Automation in Financial Sector IT Service Management Requires Experienced Navigation

  • Mark Twomey, CEO at Xcession

  • 02.08.2021 08:30 am
  • #IT #technology #Management

Only someone working in financial IT on a remote island can fail to have heard of RPA (robotic process automation). The technology is fast gaining traction in the financial sector where companies understand its potential to transform efficiency and achieve cost savings of up to 50 per cent.  It completes repetitive processes far more productively and accurately than humans and never complains about its salary. 

The range of use cases is already substantial and covers many of the laborious back-office admin processes of the financial sector. RPA helps drive improvements in customer service and transforms the efficiency of processes behind payments, mortgage application approvals, compliance and fraud detection. 

One of the key areas for automation that is often overlooked is IT service management (ITSM), where the technology transforms tasks ranging from standard service requests, password approval and report creation, to server provisioning, data migration and incident monitoring. This ability to automate standard processes that support IT efficiency frees up the time of qualified professionals so they can work on more significant tasks, such as improving integrations or other project-based work that has a more lasting impact. 

But there is a significant problem with the RPA market for ITSM. Not all solutions are alike, and it is relatively easy to fall into the trap of purchasing automation or bots that are unnecessarily expensive, or which do not fit the requirements of the business. Vendors can be very persuasive and with such a headwind of hype, financial services organisations can find themselves making decisions too hurriedly for fear of missing out. 

One of the talked-up advantages of RPA, for example, is its plug-in ease of implementation that does not require complex integrations or writing of new scripts. That may be true, but it does not mean organisations should reduce the rigour with which they assess potential solutions. There is no need to add to the shelves of under-utilised or badly implemented software many organisations already have. One of the problems, of course, is the proliferating number of vendors and solutions on the market – especially those addressing the financial sector. 

To emerge with the right solution from this maze requires unbiased expertise. While the right RPA implementation will transform efficiency, a misjudged solution will cause more problems across an organisation than it removes, imposing costs and disrupting workflows. 

Financial services companies may acquire a solution that enables them to automate using drag-and-drop functionality. But no two businesses are alike and it is a mistake to believe any implementation can proceed on a one-size-fits-all approach. The right solution and implementation recognises what is unique about an organisation and its workflows, and understands the pressures on people working within IT and how they serve the business. 

Why third-party implementation is necessary

This makes a strong case for third-party implementation, where the implementer is more likely to possess both a very broad knowledge of ITSM and RPA software and of the best practices in each, allied to experience of the real world of business. 

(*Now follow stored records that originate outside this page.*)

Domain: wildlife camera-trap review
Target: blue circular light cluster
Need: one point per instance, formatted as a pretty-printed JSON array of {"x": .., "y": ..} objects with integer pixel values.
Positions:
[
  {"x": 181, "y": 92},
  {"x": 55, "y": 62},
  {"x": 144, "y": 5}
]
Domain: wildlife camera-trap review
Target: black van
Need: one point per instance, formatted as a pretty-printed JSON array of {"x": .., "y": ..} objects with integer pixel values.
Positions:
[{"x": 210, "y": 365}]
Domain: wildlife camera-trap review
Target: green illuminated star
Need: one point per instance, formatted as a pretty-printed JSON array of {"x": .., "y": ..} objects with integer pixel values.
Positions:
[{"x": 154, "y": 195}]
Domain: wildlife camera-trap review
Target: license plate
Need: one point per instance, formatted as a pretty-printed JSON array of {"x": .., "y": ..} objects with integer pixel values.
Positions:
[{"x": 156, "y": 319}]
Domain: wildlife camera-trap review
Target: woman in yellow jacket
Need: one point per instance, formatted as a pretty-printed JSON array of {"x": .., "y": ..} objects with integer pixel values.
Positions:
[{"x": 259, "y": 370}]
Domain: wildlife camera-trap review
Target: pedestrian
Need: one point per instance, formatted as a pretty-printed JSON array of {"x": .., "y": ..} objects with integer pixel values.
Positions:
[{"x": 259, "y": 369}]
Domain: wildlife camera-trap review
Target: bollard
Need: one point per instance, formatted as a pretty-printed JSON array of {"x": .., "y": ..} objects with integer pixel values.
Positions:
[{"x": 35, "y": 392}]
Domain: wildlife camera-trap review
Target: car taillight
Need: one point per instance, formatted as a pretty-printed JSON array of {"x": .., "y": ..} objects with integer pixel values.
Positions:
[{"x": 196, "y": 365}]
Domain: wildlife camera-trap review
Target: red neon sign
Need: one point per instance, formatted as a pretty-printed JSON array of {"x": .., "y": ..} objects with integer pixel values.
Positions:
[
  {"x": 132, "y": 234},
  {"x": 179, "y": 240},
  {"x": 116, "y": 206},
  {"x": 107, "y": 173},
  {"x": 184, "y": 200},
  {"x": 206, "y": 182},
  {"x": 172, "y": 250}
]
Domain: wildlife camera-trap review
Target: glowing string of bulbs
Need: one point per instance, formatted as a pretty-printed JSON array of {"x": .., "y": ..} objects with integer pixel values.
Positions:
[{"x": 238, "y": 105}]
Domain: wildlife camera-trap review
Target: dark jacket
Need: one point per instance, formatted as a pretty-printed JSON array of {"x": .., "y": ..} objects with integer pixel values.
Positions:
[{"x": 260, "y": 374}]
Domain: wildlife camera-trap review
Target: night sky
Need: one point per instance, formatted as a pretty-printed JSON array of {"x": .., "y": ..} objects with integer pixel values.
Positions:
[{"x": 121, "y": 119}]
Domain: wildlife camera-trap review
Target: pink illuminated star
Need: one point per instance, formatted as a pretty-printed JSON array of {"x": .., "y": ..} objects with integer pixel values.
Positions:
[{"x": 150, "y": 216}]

An implementer with a broad-based track record will know the capabilities of solutions and have objective knowledge of which is the best fit for its client. They are far more likely to understand IT, and to get a feeling for its personnel, its users and their respective sets of expectations. Incident management, for example, requires insight into the way users and IT staff interact, as well as knowing a great deal about workflows. Automation of service desk tasks benefits from having an expert eye first establish the pattern of queries and spot where the greatest gains will arise.

There are some common problems that organisations run into if they do not have the benefit of external expertise, such as difficulties with data management, or cultural hurdles they had not anticipated. An experienced implementer with organisational knowledge as well as technology know-how will flag up and resolve such problems before they develop. They can accelerate implementation, achieving straightforward automation in less than a month, adapting a use case to the company’s data sources.

Cost is a big issue too, with the differences between vendors extend to their charging mechanisms. Many cloud-based vendors have flexible pricing, rather than standard licences, which allows customers to match expenditure to changing requirements. Others offer pay-as-you-go models based on hours of automation used or transactions completed. Again, this is an area where having access to objective advice is invaluable.

Taking full advantage of intelligent RPA

It is important too, for financial organisations to be ready for the increasingly impressive advances in RPA that employ AI and machine learning. This growth in data-driven functionality extends the range of use cases to more complex tasks and goes beyond the mimicking of what an employee does on a screen. Intelligent RPA enables chatbots, for example, to handle a very wide range of IT service desk interactions, with results that provide excellent results for end-user and excellent return on investment for the business. It is an exciting area of technology that is certain to achieve take-up in ITSM. But again, it is a question of selecting the most suitable process and solution and ensuring implementation is totally effective.

There is a common thread here around the importance of third-party implementation and expertise. In the financial sector, where competition is intense and the landscape is populated with new fintech competitors all the time, no organisation can afford to ignore RPA, especially in ITSM. But equally, no financial services company can afford to mess it up. With access to solution and implementation expertise, however, companies can ensure they realise the significant efficiency gains and cost reductions of RPA quickly and with maximum effectiveness.